学芸員のちょっと?した日記

美術館学芸員の本当に他愛もない日記・・・だったのですが、今は自分の趣味をなんでも書いています

泉鏡花の紀行文

2014-12-22 19:20:23 | 読書感想
先日から泉鏡花の『鏡花紀行文集』(岩波文庫)を少しずつ読んでいます。近年、泉鏡花の復刊がやたら多いですね。泉鏡花は随分前に『高野聖』を読んで以来。紀行文は好きなので、さて読んでみようと思ったら、思うように前に進まない。文語体、というのか、文体がなかなかに厄介。すらすらとは読ませてくれず、何を言っているのかわからないところさえある…(笑)

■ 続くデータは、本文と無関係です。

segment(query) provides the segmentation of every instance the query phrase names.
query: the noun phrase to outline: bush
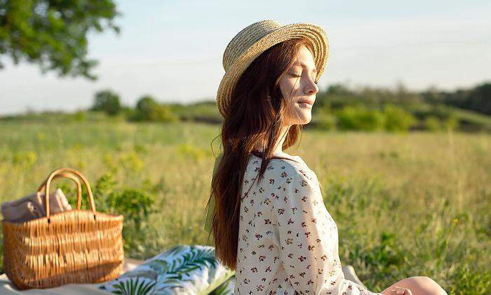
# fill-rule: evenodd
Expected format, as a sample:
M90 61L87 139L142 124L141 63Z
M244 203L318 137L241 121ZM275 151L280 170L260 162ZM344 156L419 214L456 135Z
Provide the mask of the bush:
M114 115L121 110L119 96L111 90L102 90L95 93L92 110L102 111Z
M376 131L384 129L384 114L377 110L361 106L344 107L337 112L338 125L342 130Z
M168 105L158 103L149 96L142 97L136 105L130 121L175 122L179 119Z
M424 127L431 131L441 130L442 124L438 117L431 115L424 118Z
M389 131L407 131L416 119L410 112L392 105L384 106L384 129Z

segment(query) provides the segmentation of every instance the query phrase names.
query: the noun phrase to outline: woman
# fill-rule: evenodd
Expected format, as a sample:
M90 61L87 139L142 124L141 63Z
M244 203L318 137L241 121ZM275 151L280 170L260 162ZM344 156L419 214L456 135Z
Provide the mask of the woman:
M320 27L274 20L249 25L225 49L210 223L217 258L236 270L234 294L375 294L344 278L317 177L283 151L311 121L328 56ZM446 293L412 277L377 294Z

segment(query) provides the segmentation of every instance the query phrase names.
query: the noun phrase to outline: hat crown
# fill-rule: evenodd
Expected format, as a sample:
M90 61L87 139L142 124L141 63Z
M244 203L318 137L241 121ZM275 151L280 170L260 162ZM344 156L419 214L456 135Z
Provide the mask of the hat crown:
M225 72L237 58L261 38L278 29L281 24L273 20L264 20L246 27L229 42L223 53L223 68Z

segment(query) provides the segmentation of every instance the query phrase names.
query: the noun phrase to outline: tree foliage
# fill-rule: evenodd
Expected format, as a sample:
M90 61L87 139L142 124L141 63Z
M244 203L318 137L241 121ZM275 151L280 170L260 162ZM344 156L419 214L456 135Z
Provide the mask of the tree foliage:
M90 71L98 63L87 57L87 34L119 33L113 23L119 15L112 0L0 0L0 57L39 64L43 73L96 79Z
M92 110L105 112L114 115L121 110L119 96L111 90L102 90L95 93Z

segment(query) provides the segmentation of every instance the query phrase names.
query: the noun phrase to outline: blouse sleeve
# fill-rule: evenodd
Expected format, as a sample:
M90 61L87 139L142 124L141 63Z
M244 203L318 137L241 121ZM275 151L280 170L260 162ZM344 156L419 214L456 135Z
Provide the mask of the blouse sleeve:
M274 198L271 216L292 286L300 294L379 294L344 278L335 251L337 229L328 219L317 181L302 170L289 176Z

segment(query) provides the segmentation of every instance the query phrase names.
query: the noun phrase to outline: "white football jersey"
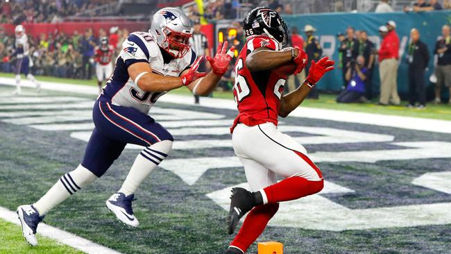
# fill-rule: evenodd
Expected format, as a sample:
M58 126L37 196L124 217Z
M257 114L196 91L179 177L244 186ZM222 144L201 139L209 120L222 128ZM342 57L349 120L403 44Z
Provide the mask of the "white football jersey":
M28 46L28 37L26 36L25 33L22 34L22 36L20 37L16 37L16 43L15 43L15 46L16 49L19 47L19 45L22 45L22 49L24 49L24 53L22 53L22 56L28 56L30 53L30 49ZM22 56L17 55L17 58L22 58Z
M139 62L148 62L154 73L177 77L189 68L196 60L196 53L190 50L182 58L165 63L161 49L149 33L135 32L122 44L122 50L116 60L113 75L107 82L103 95L113 105L131 107L147 114L164 92L142 90L128 76L130 65Z

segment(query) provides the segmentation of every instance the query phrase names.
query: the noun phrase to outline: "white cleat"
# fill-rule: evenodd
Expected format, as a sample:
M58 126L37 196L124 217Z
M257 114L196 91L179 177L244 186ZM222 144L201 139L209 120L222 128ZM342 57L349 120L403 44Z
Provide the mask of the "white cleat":
M22 235L25 240L32 246L37 246L36 229L37 224L42 221L44 216L39 216L39 212L31 205L18 207L17 212L22 226Z
M106 207L114 213L119 221L128 226L136 228L139 225L139 222L133 215L132 201L134 197L135 194L126 196L124 193L115 193L106 201Z

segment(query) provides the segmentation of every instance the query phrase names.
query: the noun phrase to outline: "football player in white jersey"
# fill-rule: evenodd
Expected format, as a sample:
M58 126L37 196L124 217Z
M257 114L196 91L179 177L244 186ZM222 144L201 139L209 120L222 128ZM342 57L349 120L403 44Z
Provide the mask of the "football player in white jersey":
M232 47L220 44L208 74L197 68L196 58L188 40L191 24L176 8L165 8L153 16L148 33L132 33L126 40L113 74L93 109L95 128L85 157L78 167L63 175L39 201L21 205L17 214L22 233L37 245L37 224L53 207L101 177L127 144L145 146L137 156L119 191L106 205L123 223L139 225L132 201L138 186L169 154L173 138L148 114L158 98L167 91L186 86L195 94L209 94L226 73L233 56Z
M36 81L35 76L30 73L30 68L33 67L33 60L29 56L28 37L25 34L24 26L16 26L15 33L16 35L15 51L12 56L16 58L16 90L12 94L20 94L22 93L20 88L21 74L25 74L26 78L35 84L36 89L39 91L41 85Z

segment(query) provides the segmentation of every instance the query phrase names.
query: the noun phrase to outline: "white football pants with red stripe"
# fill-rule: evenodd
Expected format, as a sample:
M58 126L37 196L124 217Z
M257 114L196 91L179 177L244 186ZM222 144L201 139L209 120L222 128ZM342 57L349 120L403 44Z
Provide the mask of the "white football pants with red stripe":
M304 146L282 133L272 123L255 126L239 124L232 140L253 192L275 184L277 175L299 176L309 181L323 180L321 172L307 156Z

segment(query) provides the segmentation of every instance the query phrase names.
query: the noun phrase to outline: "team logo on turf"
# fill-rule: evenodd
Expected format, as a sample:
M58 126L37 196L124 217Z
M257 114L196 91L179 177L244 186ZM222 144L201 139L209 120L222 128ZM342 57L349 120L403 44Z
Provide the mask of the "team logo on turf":
M263 22L266 26L271 26L271 20L275 17L276 12L271 9L260 9L257 12L257 16L262 16Z

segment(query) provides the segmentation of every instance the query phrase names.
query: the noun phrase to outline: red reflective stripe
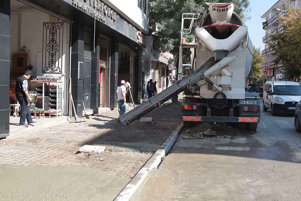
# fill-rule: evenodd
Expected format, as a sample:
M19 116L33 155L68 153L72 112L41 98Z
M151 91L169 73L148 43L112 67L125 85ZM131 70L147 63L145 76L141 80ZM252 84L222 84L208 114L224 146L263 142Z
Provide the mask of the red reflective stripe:
M236 27L237 24L212 24L208 25L208 27Z
M197 117L194 119L193 121L197 121L200 118L201 118L200 117Z
M191 117L186 117L186 118L185 118L183 120L183 121L188 121L188 120L189 120L189 119L190 119L191 118Z
M216 8L226 8L226 7L228 7L228 6L229 6L230 5L231 5L231 4L228 4L226 6L219 6L215 5L214 5L214 6L215 7L216 7Z
M250 119L251 121L252 121L253 122L257 122L257 121L253 117L250 117Z
M248 122L248 121L243 117L240 117L239 118L243 121L243 122Z

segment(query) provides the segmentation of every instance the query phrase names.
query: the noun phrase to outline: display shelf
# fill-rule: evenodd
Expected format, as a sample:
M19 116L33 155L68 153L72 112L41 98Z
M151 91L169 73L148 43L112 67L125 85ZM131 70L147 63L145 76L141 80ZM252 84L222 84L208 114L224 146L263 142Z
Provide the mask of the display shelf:
M10 80L10 85L12 85L14 87L15 87L16 80ZM57 91L55 93L56 94L56 102L53 102L52 103L56 103L56 106L54 108L53 107L51 107L50 109L55 109L59 111L60 113L61 113L62 110L62 87L63 86L63 81L61 80L29 80L29 85L30 86L31 89L29 90L30 91L34 91L36 90L37 88L39 87L42 90L42 92L40 92L40 93L42 93L42 96L37 96L37 98L39 100L42 99L42 102L41 101L37 104L39 105L38 107L42 108L43 110L45 110L45 109L47 108L47 107L45 107L44 104L45 100L47 100L48 96L45 96L46 95L50 95L51 94L50 93L50 89L51 88L56 88L57 89ZM45 91L46 90L46 91ZM15 96L10 96L10 98L16 98Z

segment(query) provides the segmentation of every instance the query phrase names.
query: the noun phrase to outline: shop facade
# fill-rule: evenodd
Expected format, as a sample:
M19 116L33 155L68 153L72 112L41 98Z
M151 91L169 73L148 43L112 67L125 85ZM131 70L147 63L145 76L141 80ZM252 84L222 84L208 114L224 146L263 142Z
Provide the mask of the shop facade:
M50 101L50 108L61 115L73 114L70 95L79 116L82 116L83 102L90 114L98 114L99 107L113 109L122 80L130 83L134 101L140 103L148 1L138 1L4 0L0 8L0 46L5 53L0 56L5 69L2 91L13 93L10 91L14 80L29 69L33 73L30 90L42 88L36 103L41 109L48 109L50 96L55 100ZM16 66L20 59L21 68ZM56 99L51 96L55 89ZM0 110L5 117L4 136L9 133L6 105L15 100L10 95L2 98L5 104Z

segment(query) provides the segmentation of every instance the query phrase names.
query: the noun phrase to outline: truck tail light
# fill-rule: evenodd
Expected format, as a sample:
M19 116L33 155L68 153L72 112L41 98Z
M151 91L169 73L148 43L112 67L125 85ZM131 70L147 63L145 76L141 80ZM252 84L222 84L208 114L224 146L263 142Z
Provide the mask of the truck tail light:
M243 106L241 109L242 111L258 111L258 108L253 106Z
M186 110L198 110L199 109L199 106L189 105L182 105L182 109Z

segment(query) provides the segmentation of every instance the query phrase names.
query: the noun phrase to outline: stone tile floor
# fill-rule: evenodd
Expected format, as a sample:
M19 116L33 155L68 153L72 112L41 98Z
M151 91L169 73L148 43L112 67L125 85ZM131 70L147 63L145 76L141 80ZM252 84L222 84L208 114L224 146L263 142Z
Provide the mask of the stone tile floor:
M133 108L126 107L127 111ZM85 122L2 139L0 164L85 166L132 178L181 123L181 109L180 102L162 104L144 117L152 117L154 125L137 121L128 127L117 122L117 109L107 110ZM79 149L86 144L106 146L106 149L99 154L79 153Z

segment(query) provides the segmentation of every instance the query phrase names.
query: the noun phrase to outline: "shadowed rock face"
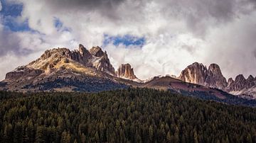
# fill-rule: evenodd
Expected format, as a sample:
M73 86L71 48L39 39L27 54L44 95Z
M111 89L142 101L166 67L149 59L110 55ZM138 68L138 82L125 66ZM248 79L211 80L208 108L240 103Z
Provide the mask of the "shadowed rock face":
M129 64L122 64L117 69L117 76L128 79L137 79Z
M203 64L195 62L183 70L178 79L186 82L205 85L207 72Z
M82 69L82 71L91 71L91 69L95 69L96 72L100 71L115 75L114 69L110 64L107 52L103 52L100 47L94 47L90 51L91 53L82 45L79 45L78 50L73 51L68 48L46 50L38 59L28 65L19 67L7 73L6 79L14 79L23 76L36 76L43 73L64 69L64 66L68 66L68 69Z
M246 88L250 88L256 86L256 78L252 75L245 79L242 74L239 74L235 77L235 81L231 81L227 88L227 91L239 91Z
M183 70L178 78L186 82L222 90L228 85L220 67L216 64L211 64L207 69L203 64L195 62Z
M225 90L228 86L226 79L221 73L220 67L211 64L208 69L208 76L206 80L206 86Z
M230 78L227 82L216 64L211 64L206 69L203 64L195 62L183 70L178 78L186 82L216 88L233 94L256 98L256 78L250 75L246 79L242 74L240 74L235 81Z

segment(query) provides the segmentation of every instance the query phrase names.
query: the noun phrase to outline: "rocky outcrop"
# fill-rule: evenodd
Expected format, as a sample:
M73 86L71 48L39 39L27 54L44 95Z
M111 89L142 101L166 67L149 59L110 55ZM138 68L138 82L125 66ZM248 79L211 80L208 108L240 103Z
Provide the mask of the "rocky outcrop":
M128 79L137 79L134 75L133 69L129 64L122 64L117 69L117 76Z
M115 75L114 69L110 64L106 52L104 52L100 47L93 47L88 51L81 44L79 45L78 50L73 51L68 48L46 50L40 58L28 64L27 67L51 72L59 68L60 66L56 66L58 63L62 62L68 63L69 61L74 61L85 67L93 67L98 71ZM50 65L50 68L49 68ZM53 69L54 70L52 70Z
M246 88L250 88L256 86L256 78L252 75L245 79L242 74L239 74L235 77L235 81L230 81L226 91L240 91Z
M256 78L250 75L246 79L242 74L240 74L235 81L230 78L227 82L216 64L211 64L207 69L203 64L195 62L183 70L178 79L186 82L221 89L232 94L256 98Z
M211 64L208 69L206 80L206 86L225 90L228 86L226 79L221 73L220 67L216 64Z
M222 90L228 85L220 67L216 64L211 64L207 69L203 64L195 62L183 70L178 79L186 82Z
M110 64L107 52L104 52L100 47L92 47L90 50L90 53L92 56L91 64L97 70L115 75L114 68Z
M6 75L6 79L12 80L26 75L27 76L37 76L43 73L41 69L29 69L26 67L19 67Z
M206 67L203 64L194 62L181 72L178 79L192 84L205 85L208 76Z

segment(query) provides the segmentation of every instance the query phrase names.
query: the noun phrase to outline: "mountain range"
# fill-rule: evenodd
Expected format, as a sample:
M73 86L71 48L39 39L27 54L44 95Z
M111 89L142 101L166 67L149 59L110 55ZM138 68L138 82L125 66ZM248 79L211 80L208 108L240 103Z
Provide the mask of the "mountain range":
M187 95L201 96L203 93L218 99L230 95L256 98L255 77L250 76L246 79L240 74L235 80L227 81L216 64L207 68L195 62L183 70L178 77L155 76L142 81L136 76L129 64L121 64L116 71L107 52L100 47L87 50L82 45L73 51L65 47L46 50L35 61L7 73L0 82L1 90L21 92L97 92L129 86L169 90Z

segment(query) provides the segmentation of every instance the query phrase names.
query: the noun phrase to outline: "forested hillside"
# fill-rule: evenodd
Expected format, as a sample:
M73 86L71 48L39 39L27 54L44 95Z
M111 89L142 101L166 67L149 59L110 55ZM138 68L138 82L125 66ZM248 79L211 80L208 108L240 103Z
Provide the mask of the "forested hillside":
M256 109L147 88L0 92L1 142L255 142Z

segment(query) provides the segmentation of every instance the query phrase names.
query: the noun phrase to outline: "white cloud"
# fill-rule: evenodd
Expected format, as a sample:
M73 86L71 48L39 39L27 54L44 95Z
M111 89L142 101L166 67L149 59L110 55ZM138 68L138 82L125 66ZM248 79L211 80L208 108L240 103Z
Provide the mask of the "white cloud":
M1 11L1 8L2 8L2 6L1 6L1 1L0 1L0 11Z
M18 18L28 19L29 27L41 33L9 32L12 45L7 45L13 48L1 47L2 55L12 52L9 55L15 57L21 53L14 51L26 50L32 60L48 48L74 49L79 43L90 47L102 45L104 34L129 34L144 37L144 45L126 47L110 44L103 48L116 69L129 62L141 79L178 75L196 61L208 65L219 64L227 77L255 71L253 18L256 15L255 4L250 0L16 1L23 4L21 17ZM55 18L70 30L57 30ZM0 30L0 35L6 35L3 31ZM2 59L2 62L7 60ZM4 72L0 74L4 76Z

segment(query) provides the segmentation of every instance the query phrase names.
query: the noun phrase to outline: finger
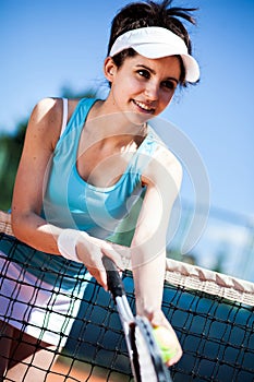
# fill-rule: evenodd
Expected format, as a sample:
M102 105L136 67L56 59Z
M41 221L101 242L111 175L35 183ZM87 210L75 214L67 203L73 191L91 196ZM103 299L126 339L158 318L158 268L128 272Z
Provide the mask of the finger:
M102 265L101 265L102 266ZM106 271L99 271L95 267L87 267L89 274L96 279L96 282L101 285L105 290L108 290L107 275Z
M101 252L106 256L110 258L119 270L124 271L124 265L121 255L117 251L114 251L111 246L104 246L101 248Z

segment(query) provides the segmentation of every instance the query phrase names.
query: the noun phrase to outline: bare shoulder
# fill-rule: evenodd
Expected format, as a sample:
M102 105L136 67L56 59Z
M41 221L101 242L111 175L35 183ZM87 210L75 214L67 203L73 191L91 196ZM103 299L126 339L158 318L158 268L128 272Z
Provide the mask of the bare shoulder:
M32 111L28 131L36 134L34 136L50 141L53 145L61 131L62 111L61 98L44 98L39 100Z
M158 145L153 159L144 172L145 183L169 184L174 182L178 189L182 182L182 165L176 155L165 145ZM168 181L168 180L171 181Z

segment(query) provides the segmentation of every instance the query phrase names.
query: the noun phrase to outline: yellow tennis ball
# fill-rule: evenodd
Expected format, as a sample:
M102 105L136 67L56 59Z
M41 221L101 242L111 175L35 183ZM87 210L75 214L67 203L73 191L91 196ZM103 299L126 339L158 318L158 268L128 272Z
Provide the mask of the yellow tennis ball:
M162 361L168 362L177 354L177 349L172 345L172 334L167 327L164 326L154 327L153 333L160 349Z

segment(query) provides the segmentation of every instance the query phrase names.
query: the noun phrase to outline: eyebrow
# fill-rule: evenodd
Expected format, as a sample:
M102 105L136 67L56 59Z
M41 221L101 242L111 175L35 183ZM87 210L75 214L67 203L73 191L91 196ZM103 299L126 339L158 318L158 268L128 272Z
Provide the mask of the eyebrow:
M156 71L154 69L146 67L143 63L137 63L136 68L143 68L143 69L148 70L148 72L150 72L152 74L156 74ZM174 76L168 76L167 80L174 81L177 84L179 83L179 80L177 80Z

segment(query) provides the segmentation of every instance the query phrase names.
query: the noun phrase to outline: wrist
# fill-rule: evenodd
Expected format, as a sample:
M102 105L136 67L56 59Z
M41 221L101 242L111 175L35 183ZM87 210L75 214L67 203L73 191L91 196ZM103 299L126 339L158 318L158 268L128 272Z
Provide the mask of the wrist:
M85 232L80 232L75 229L63 229L61 231L61 234L58 237L57 243L58 250L63 258L82 263L76 253L76 244L78 238L81 237L81 234L83 236L83 234Z

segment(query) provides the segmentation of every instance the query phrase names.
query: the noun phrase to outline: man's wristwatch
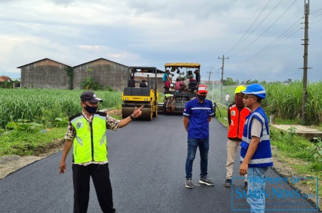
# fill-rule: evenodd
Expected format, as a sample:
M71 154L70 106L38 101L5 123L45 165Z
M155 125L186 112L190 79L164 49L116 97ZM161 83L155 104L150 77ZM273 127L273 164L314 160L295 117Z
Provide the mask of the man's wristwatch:
M130 115L130 118L131 118L131 119L132 119L132 121L136 121L136 120L134 118L134 117L133 117L132 114Z

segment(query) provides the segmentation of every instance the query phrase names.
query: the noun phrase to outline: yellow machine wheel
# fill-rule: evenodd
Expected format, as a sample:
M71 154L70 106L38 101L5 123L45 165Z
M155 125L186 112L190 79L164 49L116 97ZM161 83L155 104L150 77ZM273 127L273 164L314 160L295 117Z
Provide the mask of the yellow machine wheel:
M154 106L155 108L155 112L153 112L153 117L157 117L157 106Z
M122 108L122 118L124 119L130 116L134 111L134 109L131 107Z
M138 120L143 121L152 121L153 117L153 112L150 108L143 108L141 109L142 111L142 115L139 118Z
M134 111L135 106L122 107L122 118L125 119L130 116ZM153 112L151 105L144 106L141 109L142 115L137 119L139 121L152 121L153 118Z

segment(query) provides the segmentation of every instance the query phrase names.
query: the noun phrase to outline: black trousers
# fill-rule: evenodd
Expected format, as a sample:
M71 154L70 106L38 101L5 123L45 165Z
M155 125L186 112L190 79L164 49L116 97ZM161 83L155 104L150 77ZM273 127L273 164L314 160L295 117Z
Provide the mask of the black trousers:
M72 165L74 185L74 212L87 212L90 199L90 179L92 176L96 195L102 210L104 213L115 212L113 207L112 186L110 181L108 163Z

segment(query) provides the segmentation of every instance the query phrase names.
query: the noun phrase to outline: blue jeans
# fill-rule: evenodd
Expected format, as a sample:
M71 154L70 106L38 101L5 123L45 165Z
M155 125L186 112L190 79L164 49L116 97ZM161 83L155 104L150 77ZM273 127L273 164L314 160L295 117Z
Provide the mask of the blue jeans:
M188 155L186 160L186 178L192 177L192 164L196 157L197 148L199 147L200 152L200 177L208 174L208 152L209 150L209 139L196 139L188 138Z
M264 213L265 209L265 178L268 167L249 168L248 171L248 190L247 202L251 205L251 213ZM261 183L261 182L263 182Z

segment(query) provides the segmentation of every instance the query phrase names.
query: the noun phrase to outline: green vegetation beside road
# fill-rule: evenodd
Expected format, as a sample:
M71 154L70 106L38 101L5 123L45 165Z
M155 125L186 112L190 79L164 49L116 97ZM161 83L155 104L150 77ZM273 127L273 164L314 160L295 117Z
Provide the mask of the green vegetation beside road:
M299 83L295 82L288 85L274 83L265 86L268 95L267 99L263 102L263 108L268 117L271 114L275 115L276 122L279 124L300 124L298 110L301 103ZM234 88L229 88L232 98ZM322 82L309 84L307 109L308 115L309 113L310 115L308 118L321 130L322 91L318 88L322 88ZM228 88L226 89L228 91ZM214 100L220 100L220 87L214 88ZM80 112L79 95L83 91L0 89L0 157L37 155L61 146L68 117ZM208 99L211 99L211 92L212 87L209 89ZM95 93L104 100L100 103L99 110L121 109L121 92L97 91ZM217 106L220 113L217 110L216 118L228 127L227 108L219 104ZM118 119L121 118L119 115L113 116ZM320 181L322 142L319 139L310 142L307 139L297 136L294 130L290 129L285 132L270 127L274 158L285 168L291 169L288 175L317 177ZM302 186L303 187L312 190L314 187L316 188L314 181L308 180L301 184L304 185ZM319 197L322 197L322 184L319 184L318 189Z
M226 127L228 127L227 119L227 108L217 104L220 112L216 111L216 119ZM264 108L264 110L266 110ZM268 114L269 115L269 113ZM279 124L293 124L294 121L278 119ZM319 182L322 179L322 140L319 138L311 139L296 135L295 129L290 128L283 131L272 126L270 127L270 137L272 146L274 163L278 163L281 168L278 172L283 176L288 177L317 177ZM280 165L279 165L280 164ZM276 165L277 166L277 165ZM283 168L288 168L283 170ZM307 179L295 186L300 189L309 189L316 193L316 181ZM303 190L302 190L303 191ZM322 208L322 184L318 185L319 206Z
M291 120L293 124L317 125L322 124L322 81L309 82L307 84L306 104L307 123L302 124L301 115L303 85L299 81L289 84L281 82L267 83L263 84L266 89L267 98L263 100L262 105L268 116L274 115L282 120ZM231 102L233 101L236 86L224 87L222 99L220 99L220 86L214 85L212 95L212 84L209 85L208 98L213 96L214 101L224 104L224 96L228 92ZM222 101L221 101L222 100Z

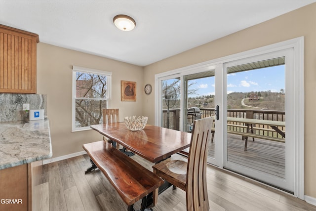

もっとも初めの紀行文は、ちょうど今ぐらいの年の瀬の神奈川県の小田原。小田原は私も行ったことがあるので、なんとなく親しみがわきます。年の暮れの馬の鈴の音、笛の音、神社のすす払いなどが描写されていて、気ぜわしい街の様子が伝わってきます。前述したように泉鏡花の文語体はなかなか厄介ではあるのですが、そのぶん一文字一文字丁寧に読めますので、ゆっくり読書を楽しみにはちょうどいいのかもしれません。

紀行文の地図を見て思ったのは、鏡花は結構旅行に出ているんだなあということ。神経質だったという鏡花。あまり東京から動かないイメージがありましたが、東は青森、西は京都付近まで足を運んでいるようです。新しい発見でした。

寒い夜は読書に限る。今日もこたつに入って、読書を楽しむことにします。